Psychologists Found a Surprisingly Simple Way to Keep Narcissists From Cheating

PsyPost
PsyPostMar 18, 2026

Why It Matters

The research shows organizations can reduce narcissistic cheating by limiting immediate incentives and adding brief reflection periods, offering a low‑cost ethical safeguard. This insight is crucial for designing compensation and reporting systems that deter dishonest behavior.

Key Takeaways

  • Narcissists cheat when personal gain is high
  • Flat bonuses eliminate narcissism‑unethical link
  • Mandatory deliberation curtails narcissistic cheating
  • Study analyzed 164 full‑time employees

Pulse Analysis

The recent experiment published in Personality and Individual Differences examined how situational factors shape the propensity of grandiose narcissists to act unethically.

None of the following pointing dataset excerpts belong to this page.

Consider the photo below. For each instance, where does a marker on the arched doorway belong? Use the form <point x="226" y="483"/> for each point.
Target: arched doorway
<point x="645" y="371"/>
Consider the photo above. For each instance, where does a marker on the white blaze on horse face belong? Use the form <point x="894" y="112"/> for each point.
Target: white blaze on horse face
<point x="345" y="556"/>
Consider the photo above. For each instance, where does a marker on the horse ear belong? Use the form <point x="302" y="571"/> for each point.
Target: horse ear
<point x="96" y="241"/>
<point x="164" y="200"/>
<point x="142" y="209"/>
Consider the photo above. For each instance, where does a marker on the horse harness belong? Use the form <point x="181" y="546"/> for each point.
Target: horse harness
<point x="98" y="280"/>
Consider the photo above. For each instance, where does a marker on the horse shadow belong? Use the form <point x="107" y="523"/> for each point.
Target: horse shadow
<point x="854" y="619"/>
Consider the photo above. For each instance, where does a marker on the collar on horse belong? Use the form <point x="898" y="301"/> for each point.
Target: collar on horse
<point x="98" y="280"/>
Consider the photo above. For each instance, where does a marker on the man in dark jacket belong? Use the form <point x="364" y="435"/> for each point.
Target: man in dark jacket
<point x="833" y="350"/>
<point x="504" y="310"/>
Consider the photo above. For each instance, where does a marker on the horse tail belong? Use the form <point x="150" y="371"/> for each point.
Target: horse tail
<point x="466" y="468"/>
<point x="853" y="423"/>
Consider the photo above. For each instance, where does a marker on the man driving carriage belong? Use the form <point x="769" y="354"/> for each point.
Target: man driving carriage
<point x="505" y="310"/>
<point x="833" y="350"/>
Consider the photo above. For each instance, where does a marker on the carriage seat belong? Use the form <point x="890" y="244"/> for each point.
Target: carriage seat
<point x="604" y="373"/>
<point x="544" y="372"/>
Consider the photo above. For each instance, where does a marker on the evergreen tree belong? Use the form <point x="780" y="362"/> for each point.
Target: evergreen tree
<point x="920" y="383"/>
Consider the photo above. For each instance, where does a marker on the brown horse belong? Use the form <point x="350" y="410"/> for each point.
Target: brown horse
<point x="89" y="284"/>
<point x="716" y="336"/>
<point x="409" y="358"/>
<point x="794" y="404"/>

Researchers measured self‑reported cheating in a timed anagram task among 350 full‑time employees, ultimately analyzing data from 164 participants. When the task offered a per‑word monetary reward, individuals high in narcissism were significantly more likely to inflate their scores. By contrast, a flat bonus that removed incremental gain, or a mandatory one‑minute reflection period, broke the link between narcissistic traits and dishonest reporting. The manipulation proved effective: reduced‑gain participants showed lower personal‑gain focus, and deliberation participants reported higher reflection scores.

These results give managers a practical lever: limiting obvious personal incentives and inserting brief deliberation pauses can blunt the ethical risk posed by narcissistic employees. Designing compensation structures that reward collective outcomes rather than individual tallies, or embedding decision‑making checkpoints, aligns with the study’s “reduced gain” and “deliberation” conditions. Such low‑cost interventions are especially valuable in high‑stakes environments—sales, finance, or research—where the temptation to embellish performance can translate into larger financial losses or reputational damage. The strategy also scales digitally, prompting pauses before expense or sales submissions, embedding safeguards into daily workflows.

Caveats remain. The monetary stakes in the experiment were modest, and participants faced no real accountability for false claims, which may underestimate cheating under higher rewards or punitive oversight. Future work should test whether the same boundary conditions hold when the gains are substantial or when detection risk is elevated. Nonetheless, the study adds a nuanced layer to the dark‑personality literature, suggesting that context, not just trait, determines ethical outcomes, and it offers a blueprint for evidence‑based ethics programs. Coupling these tactics with compliance training could embed ethical design into corporate governance frameworks.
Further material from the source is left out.